I’m still working on changing my mindset to a more positive one. Looking at the good. Its not about ignoring the bad or accepting poor treatment. Just about seeing the positives.
My husband and I went away for the weekend. We went to his brother’s wedding in Texas and visited with his cousin. Our daughter stayed home with my parents.
The weekend wasn’t perfect. Wasn’t without drama. Wasn’t without some irritations. Wasn’t without triggers or thoughts of his affair and the pain I live in every day.
There were times that I started to feel sucked in. Times when I wanted to cry. Scream.
But I redirected my focus on what was good in the moment. When I allow myself to see it and feel it – there is alot of good.
I was in warm weather. I got to spend time in the sun. It snowed where I live just a week ago, so this was a welcome change. I get along great with his cousin, so spending time with her was nice. She’s a warm, genuine person. I needed a breathe of that. I didn’t have to work for four days. That’s always a bonus. I had longer stretches than usual of not thinking about his affair. That alone is an amazing feeling. My husband and I were able to connect with our niece who is going through a difficult time.
But more importantly, I saw some positive changes within my husband and our relationship. I noticed some “little” things. Him making my plate for me a few times at dinner. He saw me asleep on the airplane and gave me the blanket that he was using as a pillow and went without. We held hands more. We had sex, which has been lacking as of late. He paid me some very nice compliments. He told me I have this glow about me while pregnant. He likes the way I flaunt my curves when pregnant and expressed that he wishes I’d do it all the time.

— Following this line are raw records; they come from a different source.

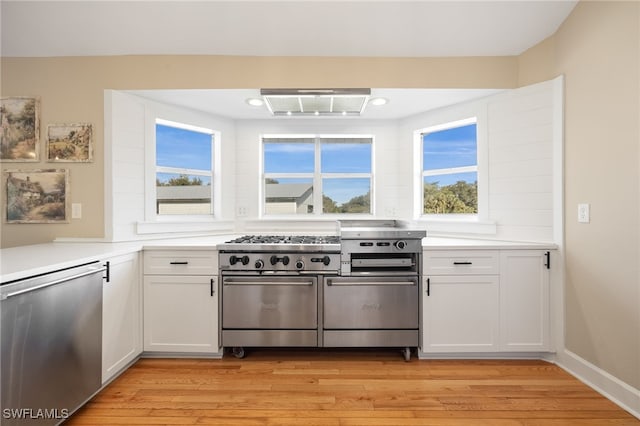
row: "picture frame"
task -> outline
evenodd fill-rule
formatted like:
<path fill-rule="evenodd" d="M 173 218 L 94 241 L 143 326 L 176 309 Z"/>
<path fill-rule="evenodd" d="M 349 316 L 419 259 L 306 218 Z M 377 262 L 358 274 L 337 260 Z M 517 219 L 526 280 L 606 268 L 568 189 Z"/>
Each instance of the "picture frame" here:
<path fill-rule="evenodd" d="M 68 223 L 69 170 L 5 170 L 5 223 Z"/>
<path fill-rule="evenodd" d="M 40 99 L 0 98 L 0 161 L 40 160 Z"/>
<path fill-rule="evenodd" d="M 51 163 L 93 162 L 93 126 L 89 123 L 49 124 L 47 161 Z"/>

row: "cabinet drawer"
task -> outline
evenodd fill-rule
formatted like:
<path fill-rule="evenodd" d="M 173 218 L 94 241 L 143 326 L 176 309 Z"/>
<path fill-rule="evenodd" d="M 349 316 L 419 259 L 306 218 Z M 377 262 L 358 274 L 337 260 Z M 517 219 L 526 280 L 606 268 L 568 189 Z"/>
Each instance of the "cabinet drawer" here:
<path fill-rule="evenodd" d="M 144 252 L 145 275 L 217 275 L 218 252 L 150 250 Z"/>
<path fill-rule="evenodd" d="M 497 275 L 497 250 L 446 250 L 424 253 L 426 275 Z"/>

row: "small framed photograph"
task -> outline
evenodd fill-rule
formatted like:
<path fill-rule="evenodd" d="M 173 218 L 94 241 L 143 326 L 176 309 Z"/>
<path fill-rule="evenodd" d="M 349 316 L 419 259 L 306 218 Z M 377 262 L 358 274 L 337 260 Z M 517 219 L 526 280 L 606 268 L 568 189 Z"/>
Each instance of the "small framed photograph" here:
<path fill-rule="evenodd" d="M 47 161 L 93 161 L 93 129 L 91 124 L 50 124 L 47 126 Z"/>
<path fill-rule="evenodd" d="M 68 223 L 69 170 L 6 170 L 6 223 Z"/>
<path fill-rule="evenodd" d="M 40 100 L 0 98 L 0 161 L 40 159 Z"/>

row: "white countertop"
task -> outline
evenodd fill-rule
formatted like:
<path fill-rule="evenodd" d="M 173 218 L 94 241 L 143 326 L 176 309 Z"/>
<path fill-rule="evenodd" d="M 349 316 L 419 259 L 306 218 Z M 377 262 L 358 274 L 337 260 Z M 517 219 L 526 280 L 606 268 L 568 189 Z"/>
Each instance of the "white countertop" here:
<path fill-rule="evenodd" d="M 0 282 L 5 283 L 33 275 L 68 268 L 71 266 L 105 260 L 109 257 L 134 253 L 143 249 L 153 250 L 215 250 L 218 244 L 238 235 L 212 235 L 193 238 L 172 238 L 122 243 L 109 242 L 52 242 L 0 250 Z M 460 249 L 547 249 L 552 243 L 527 243 L 515 241 L 472 240 L 458 238 L 426 237 L 424 250 Z"/>

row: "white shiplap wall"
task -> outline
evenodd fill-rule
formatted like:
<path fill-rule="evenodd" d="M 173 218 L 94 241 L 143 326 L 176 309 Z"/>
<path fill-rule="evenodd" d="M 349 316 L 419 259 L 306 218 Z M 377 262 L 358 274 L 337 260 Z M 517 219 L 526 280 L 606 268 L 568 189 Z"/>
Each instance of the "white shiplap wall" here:
<path fill-rule="evenodd" d="M 554 84 L 489 99 L 489 217 L 496 238 L 553 241 Z"/>
<path fill-rule="evenodd" d="M 218 158 L 214 180 L 217 216 L 181 223 L 154 220 L 155 119 L 192 124 L 219 131 L 214 141 Z M 120 91 L 105 91 L 105 238 L 130 241 L 233 231 L 235 188 L 235 125 L 232 120 L 160 104 Z M 224 158 L 223 161 L 220 161 Z"/>

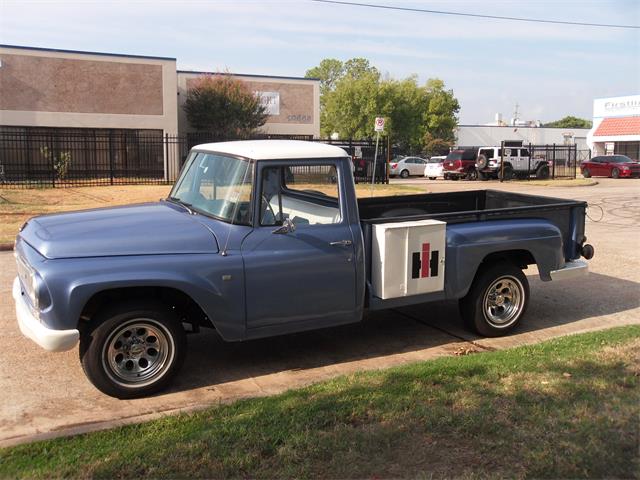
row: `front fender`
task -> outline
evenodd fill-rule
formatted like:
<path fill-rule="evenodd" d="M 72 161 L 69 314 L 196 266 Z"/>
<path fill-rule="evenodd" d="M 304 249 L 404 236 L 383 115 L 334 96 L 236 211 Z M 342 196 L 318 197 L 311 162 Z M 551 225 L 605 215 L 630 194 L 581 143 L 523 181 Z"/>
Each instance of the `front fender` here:
<path fill-rule="evenodd" d="M 483 260 L 506 251 L 529 252 L 542 280 L 564 265 L 562 233 L 544 219 L 495 220 L 447 225 L 445 291 L 464 297 Z"/>
<path fill-rule="evenodd" d="M 41 271 L 52 297 L 41 319 L 50 328 L 77 328 L 89 299 L 105 290 L 169 287 L 190 296 L 226 340 L 245 333 L 243 265 L 240 255 L 140 255 L 60 259 Z"/>

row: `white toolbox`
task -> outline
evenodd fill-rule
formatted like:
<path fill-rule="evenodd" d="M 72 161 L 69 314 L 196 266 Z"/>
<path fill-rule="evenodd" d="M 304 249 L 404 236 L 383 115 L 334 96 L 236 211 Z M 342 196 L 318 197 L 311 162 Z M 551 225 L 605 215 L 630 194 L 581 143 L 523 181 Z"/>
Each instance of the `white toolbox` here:
<path fill-rule="evenodd" d="M 442 291 L 446 226 L 438 220 L 373 225 L 373 294 L 387 299 Z"/>

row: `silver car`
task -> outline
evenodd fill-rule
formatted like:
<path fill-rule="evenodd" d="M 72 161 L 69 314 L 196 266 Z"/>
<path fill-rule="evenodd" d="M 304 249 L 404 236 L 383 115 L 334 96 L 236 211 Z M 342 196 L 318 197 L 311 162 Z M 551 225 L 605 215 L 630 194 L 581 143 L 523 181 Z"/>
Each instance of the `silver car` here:
<path fill-rule="evenodd" d="M 410 175 L 424 175 L 427 161 L 420 157 L 403 157 L 391 162 L 390 177 L 408 178 Z"/>

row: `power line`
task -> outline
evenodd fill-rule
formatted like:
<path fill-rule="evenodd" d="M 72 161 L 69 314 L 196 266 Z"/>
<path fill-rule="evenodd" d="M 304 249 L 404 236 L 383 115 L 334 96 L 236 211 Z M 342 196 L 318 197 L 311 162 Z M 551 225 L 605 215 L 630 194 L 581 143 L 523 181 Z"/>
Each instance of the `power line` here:
<path fill-rule="evenodd" d="M 567 22 L 563 20 L 545 20 L 542 18 L 506 17 L 502 15 L 482 15 L 479 13 L 447 12 L 444 10 L 427 10 L 425 8 L 376 5 L 373 3 L 344 2 L 340 0 L 310 0 L 310 1 L 318 2 L 318 3 L 331 3 L 335 5 L 350 5 L 352 7 L 379 8 L 383 10 L 400 10 L 404 12 L 433 13 L 437 15 L 454 15 L 457 17 L 488 18 L 493 20 L 511 20 L 516 22 L 531 22 L 531 23 L 552 23 L 556 25 L 575 25 L 575 26 L 581 26 L 581 27 L 631 28 L 631 29 L 640 30 L 640 25 L 617 25 L 612 23 Z"/>

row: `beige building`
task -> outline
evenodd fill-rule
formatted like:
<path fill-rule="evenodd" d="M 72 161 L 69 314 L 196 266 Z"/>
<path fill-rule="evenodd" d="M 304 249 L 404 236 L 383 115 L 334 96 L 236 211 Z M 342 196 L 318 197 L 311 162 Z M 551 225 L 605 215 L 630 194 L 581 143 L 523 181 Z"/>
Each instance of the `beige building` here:
<path fill-rule="evenodd" d="M 175 58 L 0 45 L 0 181 L 53 182 L 63 157 L 66 178 L 174 180 L 195 141 L 182 105 L 205 74 Z M 262 133 L 320 135 L 318 80 L 236 76 L 267 107 Z"/>
<path fill-rule="evenodd" d="M 175 58 L 0 46 L 0 126 L 177 134 Z"/>
<path fill-rule="evenodd" d="M 175 58 L 0 45 L 0 126 L 190 132 L 182 105 L 207 72 L 176 69 Z M 267 106 L 262 131 L 320 135 L 320 82 L 235 75 Z"/>
<path fill-rule="evenodd" d="M 178 70 L 178 130 L 192 131 L 182 106 L 193 82 L 211 72 Z M 226 75 L 226 74 L 225 74 Z M 297 77 L 234 74 L 260 95 L 269 117 L 262 131 L 272 135 L 320 136 L 320 82 Z"/>

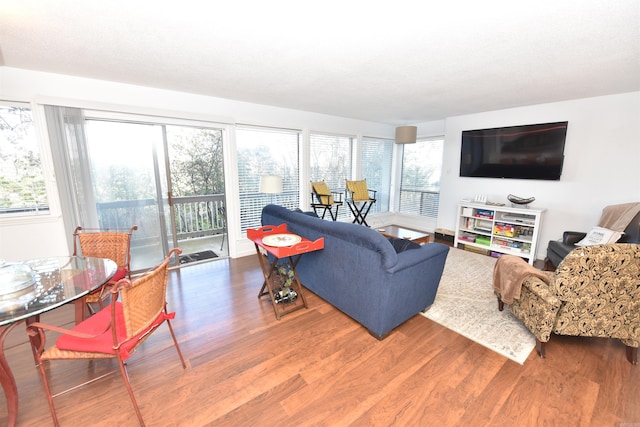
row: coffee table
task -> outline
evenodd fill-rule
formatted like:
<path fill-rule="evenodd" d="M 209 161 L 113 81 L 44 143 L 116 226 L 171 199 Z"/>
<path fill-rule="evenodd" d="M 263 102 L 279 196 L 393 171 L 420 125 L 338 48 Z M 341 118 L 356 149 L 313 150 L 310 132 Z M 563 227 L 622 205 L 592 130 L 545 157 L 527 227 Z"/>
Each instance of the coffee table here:
<path fill-rule="evenodd" d="M 385 237 L 395 239 L 411 240 L 420 245 L 427 244 L 431 241 L 431 235 L 424 231 L 413 230 L 411 228 L 400 227 L 399 225 L 385 225 L 377 229 Z"/>

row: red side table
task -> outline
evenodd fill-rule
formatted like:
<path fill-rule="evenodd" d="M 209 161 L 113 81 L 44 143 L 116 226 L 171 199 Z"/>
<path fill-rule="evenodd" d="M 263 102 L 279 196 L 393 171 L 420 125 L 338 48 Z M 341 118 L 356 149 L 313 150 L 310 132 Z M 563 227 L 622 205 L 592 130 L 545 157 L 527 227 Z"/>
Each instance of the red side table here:
<path fill-rule="evenodd" d="M 307 308 L 307 301 L 302 292 L 296 265 L 303 254 L 324 249 L 324 238 L 320 237 L 312 242 L 304 237 L 289 233 L 287 224 L 248 229 L 247 237 L 256 245 L 256 253 L 264 275 L 264 282 L 258 293 L 258 298 L 269 295 L 278 320 L 292 311 Z M 271 263 L 269 263 L 268 255 L 273 256 Z M 276 274 L 277 266 L 282 259 L 288 260 L 291 266 L 290 271 L 293 273 L 293 281 L 287 286 L 288 289 L 282 286 L 281 279 Z M 295 293 L 295 298 L 291 298 L 293 295 L 291 291 Z"/>

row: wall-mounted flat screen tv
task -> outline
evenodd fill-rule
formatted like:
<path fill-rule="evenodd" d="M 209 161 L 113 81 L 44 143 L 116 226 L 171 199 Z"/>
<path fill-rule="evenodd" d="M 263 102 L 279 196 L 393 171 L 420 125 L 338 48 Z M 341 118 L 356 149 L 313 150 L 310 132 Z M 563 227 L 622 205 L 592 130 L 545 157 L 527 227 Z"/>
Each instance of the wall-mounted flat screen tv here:
<path fill-rule="evenodd" d="M 557 181 L 567 123 L 463 131 L 460 176 Z"/>

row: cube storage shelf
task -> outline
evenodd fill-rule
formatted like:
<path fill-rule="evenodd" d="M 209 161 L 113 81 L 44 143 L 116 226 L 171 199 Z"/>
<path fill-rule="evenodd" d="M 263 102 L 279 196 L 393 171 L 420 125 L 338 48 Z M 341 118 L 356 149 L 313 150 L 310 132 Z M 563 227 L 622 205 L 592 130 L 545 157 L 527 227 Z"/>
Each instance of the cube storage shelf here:
<path fill-rule="evenodd" d="M 454 247 L 499 256 L 516 255 L 533 265 L 544 209 L 463 202 L 458 205 Z"/>

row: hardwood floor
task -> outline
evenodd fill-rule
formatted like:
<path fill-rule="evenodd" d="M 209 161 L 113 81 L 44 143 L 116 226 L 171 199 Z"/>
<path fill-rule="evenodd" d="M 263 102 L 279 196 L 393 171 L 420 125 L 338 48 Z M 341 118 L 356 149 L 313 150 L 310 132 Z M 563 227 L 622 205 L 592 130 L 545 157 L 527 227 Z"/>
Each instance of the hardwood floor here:
<path fill-rule="evenodd" d="M 453 249 L 452 249 L 453 250 Z M 613 340 L 552 337 L 523 366 L 417 315 L 378 341 L 307 291 L 309 308 L 276 320 L 256 257 L 172 271 L 166 327 L 129 375 L 149 426 L 615 426 L 640 423 L 640 366 Z M 497 309 L 497 308 L 496 308 Z M 71 307 L 43 321 L 66 326 Z M 482 319 L 478 319 L 482 321 Z M 51 425 L 22 326 L 7 343 L 19 425 Z M 62 390 L 111 361 L 53 362 Z M 0 403 L 0 423 L 6 407 Z M 119 373 L 55 399 L 62 426 L 137 425 Z"/>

The biggest of all, is that he didn’t work while on vacation. He was planning on taking his laptop with him. He felt he had to work. Our therapist challenged him not to. He did not take his laptop, he disabled the sync on his phone so he didn’t see the emails coming in. He limited his phone calls and texts. I know he had anxiety about it. He is just not wired to shut off from work. He’s self employed. His business partner is an ass. But, that ass actually stepped up and took care of things while we were away. His employees are great and handled things so he could actually get a break. I hope he sees that the whole business didn’t crumble from his absence for a few days. And that by him not working, it helped our relationship – at least on my end. Him not working meant he was spending time with me. It meant he was present with me.
The reason this means so much to me is because for the majority of our relationship, I’ve felt like work was always a priority and I wasn’t. I’ve felt that I was put on the back burner. That he didn’t make time for me. Work was always an excuse to not put the effort into us. I’ve been vocal that if he had time to have an affair, he certainly has time for our marriage. That all the time and energy he put into getting to know her – he can put into getting to know me again. And I need to see him making that time. I need to see him making our marriage a priority. Because I won’t tolerate being on the back burner anymore. That’s one of many changes in me. I’m standing up for myself now. I’m not settling for less than I deserve. It sucks that it took all of this chaos and pain for us to make changes. But I guess it is what it is.
He made sure to give me a hug and a kiss this morning before work. He brought me lunch today. We are telling each other “I love you” again. We haven’t said that to each other for months, probably closer to a year.
Yes, I have moments where I think “would he do this for her?” and “why now”. I have moments where I wonder if we’ll make it. I have moments where I wonder if he and this marriage are worth all this pain and work. These moments are becoming less frequent and they don’t last quite as long as they used to.
I’m learning that in order to truly let go of the pain and the past, I have to accept it for what it is. I have to accept him for who he is. I have to accept our story and our path for what it is. But I have to be careful to not let it define who and where we are today.